New York, January 1 -- A lot is said and discussed about the
advantages of refraining from common medications during pregnancy.
However, very little concrete information is documented as to whether the
moms-to-be should miss out on helpful medicines in those critical nine
months.
For all those who suffer due to paucity of such information, reliable help
is expected soon, for the U.S. Food and Drug Administration has decided to
initiate various studies that will look into the safe use of medications in
pregnant women.
Joint effort The research program will be known as Medication Exposure in
Pregnancy Risk Evaluation Program or MEPREP.
The studies will be conducted by the FDA in collaboration with Kaiser
Permanente, Vanderbilt University and a consortium of HMOs called the HMO
Research Network Center for Education and Research in Therapeutics or CERT
that is managed by Harvard University.
"These data will guide regulatory policy and influence medical practice,"
FDA Commissioner Margaret Hamburg said of the studies to be undertaken.
According to the information available, nearly 66 percent of the expecting
women take a prescription drug during their pregnancy.

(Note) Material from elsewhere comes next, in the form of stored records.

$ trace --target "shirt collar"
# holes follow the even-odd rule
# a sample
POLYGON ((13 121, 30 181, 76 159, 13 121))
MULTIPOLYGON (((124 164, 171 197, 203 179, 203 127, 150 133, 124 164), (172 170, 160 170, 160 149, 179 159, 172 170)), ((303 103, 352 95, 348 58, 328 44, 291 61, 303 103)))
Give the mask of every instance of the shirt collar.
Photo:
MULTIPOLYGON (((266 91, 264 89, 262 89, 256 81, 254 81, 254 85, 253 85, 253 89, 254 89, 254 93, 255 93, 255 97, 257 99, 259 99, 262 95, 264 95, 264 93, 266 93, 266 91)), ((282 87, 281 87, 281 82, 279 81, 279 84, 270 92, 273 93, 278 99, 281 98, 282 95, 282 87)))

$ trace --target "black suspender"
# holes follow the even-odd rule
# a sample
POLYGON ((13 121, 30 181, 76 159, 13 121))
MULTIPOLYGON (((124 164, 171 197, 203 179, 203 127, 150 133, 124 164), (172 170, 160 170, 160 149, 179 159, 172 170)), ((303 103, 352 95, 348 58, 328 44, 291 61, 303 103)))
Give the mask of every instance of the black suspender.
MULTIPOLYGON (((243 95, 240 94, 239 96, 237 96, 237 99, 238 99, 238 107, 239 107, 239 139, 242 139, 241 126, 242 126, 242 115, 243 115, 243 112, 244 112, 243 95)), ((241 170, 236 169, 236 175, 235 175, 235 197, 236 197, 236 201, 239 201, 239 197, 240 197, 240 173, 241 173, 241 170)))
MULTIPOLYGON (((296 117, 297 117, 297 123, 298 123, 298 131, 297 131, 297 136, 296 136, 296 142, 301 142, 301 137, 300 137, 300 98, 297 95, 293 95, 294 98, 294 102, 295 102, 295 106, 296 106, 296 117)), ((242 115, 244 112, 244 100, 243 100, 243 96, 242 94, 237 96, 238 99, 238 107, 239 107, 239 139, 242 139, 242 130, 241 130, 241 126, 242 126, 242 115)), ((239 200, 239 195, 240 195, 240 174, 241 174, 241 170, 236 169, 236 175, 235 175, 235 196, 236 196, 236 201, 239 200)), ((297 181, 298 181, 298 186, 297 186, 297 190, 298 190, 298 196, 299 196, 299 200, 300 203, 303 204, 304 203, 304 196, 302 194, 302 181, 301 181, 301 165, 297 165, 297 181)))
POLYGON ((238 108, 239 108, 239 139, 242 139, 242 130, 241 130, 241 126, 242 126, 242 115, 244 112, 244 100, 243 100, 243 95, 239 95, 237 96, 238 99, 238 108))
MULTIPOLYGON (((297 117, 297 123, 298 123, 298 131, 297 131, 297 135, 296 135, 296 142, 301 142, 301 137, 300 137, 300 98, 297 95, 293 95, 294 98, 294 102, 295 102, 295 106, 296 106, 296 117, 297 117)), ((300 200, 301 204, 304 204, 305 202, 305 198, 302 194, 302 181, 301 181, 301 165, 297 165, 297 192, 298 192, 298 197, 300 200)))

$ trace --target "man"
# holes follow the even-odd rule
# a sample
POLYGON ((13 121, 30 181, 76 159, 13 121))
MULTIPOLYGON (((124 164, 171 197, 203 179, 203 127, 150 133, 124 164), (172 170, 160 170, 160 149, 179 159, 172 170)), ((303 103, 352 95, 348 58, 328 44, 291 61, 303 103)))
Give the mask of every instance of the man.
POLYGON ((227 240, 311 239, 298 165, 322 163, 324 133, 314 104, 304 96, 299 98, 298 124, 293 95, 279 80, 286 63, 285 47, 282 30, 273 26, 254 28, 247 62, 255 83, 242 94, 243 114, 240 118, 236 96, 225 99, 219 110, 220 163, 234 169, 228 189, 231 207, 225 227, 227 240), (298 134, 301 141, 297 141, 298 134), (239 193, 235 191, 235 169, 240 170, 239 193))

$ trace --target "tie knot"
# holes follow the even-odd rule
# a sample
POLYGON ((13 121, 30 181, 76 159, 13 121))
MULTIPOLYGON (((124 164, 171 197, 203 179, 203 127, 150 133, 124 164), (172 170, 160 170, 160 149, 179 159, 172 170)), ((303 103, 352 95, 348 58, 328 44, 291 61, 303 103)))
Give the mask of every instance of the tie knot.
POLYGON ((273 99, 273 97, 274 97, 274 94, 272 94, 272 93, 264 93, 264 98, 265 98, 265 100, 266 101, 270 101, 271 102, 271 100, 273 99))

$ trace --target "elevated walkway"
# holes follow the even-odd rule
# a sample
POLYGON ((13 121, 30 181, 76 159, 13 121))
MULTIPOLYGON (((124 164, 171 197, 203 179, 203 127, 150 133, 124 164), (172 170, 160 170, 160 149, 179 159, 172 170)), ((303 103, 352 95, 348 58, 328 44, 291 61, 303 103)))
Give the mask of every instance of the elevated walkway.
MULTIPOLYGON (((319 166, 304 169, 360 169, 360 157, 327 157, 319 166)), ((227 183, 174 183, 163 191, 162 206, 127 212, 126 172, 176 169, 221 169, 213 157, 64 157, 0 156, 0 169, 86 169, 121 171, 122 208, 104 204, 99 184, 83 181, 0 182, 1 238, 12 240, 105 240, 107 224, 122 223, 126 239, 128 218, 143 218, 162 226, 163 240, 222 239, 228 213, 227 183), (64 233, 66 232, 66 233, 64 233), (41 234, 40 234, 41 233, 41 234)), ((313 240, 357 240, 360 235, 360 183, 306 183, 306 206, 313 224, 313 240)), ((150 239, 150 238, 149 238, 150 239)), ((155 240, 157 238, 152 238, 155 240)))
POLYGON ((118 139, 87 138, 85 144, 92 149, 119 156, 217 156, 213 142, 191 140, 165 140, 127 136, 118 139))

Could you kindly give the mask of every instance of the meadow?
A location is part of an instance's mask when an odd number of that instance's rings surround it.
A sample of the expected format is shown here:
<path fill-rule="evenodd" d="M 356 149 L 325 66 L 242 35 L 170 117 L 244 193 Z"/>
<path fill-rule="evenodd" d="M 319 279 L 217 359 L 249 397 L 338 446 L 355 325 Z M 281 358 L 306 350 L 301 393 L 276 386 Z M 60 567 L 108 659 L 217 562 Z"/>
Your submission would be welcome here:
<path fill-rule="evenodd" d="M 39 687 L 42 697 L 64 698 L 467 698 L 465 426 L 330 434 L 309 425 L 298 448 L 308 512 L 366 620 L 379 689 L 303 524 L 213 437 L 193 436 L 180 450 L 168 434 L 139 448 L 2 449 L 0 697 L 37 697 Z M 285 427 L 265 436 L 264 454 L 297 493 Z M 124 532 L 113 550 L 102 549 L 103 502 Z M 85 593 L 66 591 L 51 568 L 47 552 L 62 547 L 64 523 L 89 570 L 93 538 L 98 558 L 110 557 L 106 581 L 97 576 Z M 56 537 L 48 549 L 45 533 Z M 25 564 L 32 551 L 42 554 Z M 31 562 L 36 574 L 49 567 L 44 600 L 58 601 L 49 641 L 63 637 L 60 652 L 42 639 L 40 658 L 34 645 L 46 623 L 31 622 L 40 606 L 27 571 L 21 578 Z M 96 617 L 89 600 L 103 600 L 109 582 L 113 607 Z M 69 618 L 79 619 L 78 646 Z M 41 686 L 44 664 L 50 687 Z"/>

However, only a few formal research studies establish that these medications
are innocuous.
The research design The FDA now intends to assess and examine close to one
million births that occurred in 2001 through 2007. The investigators will
make use of data from 11 research sites in the U.S. affiliated with large
health plans.
The medical records for the mothers as well as the babies will be
scrutinized for medication use and the resultant consequences.
The studies that cover such a huge database are likely to reveal if the
drugs are really safe or dangerous as they are thought to be or is the
reality different.
"Results of these studies will provide valuable information for patients and
physicians when making decisions about medication during pregnancy,"
maintains Gerald Dal Pan, MD, director of the Office of Surveillance and
Epidemiology at the FDA’s Center for Drug Evaluation and Research.
Till the time the findings of MEPREP are published, physicians will have to
rely on the scarce information and their own judgment as to weather the
benefits of the prescribed drug outweigh the possible risks.
The FDA has not given a time frame as to when the MEPREP will be completed.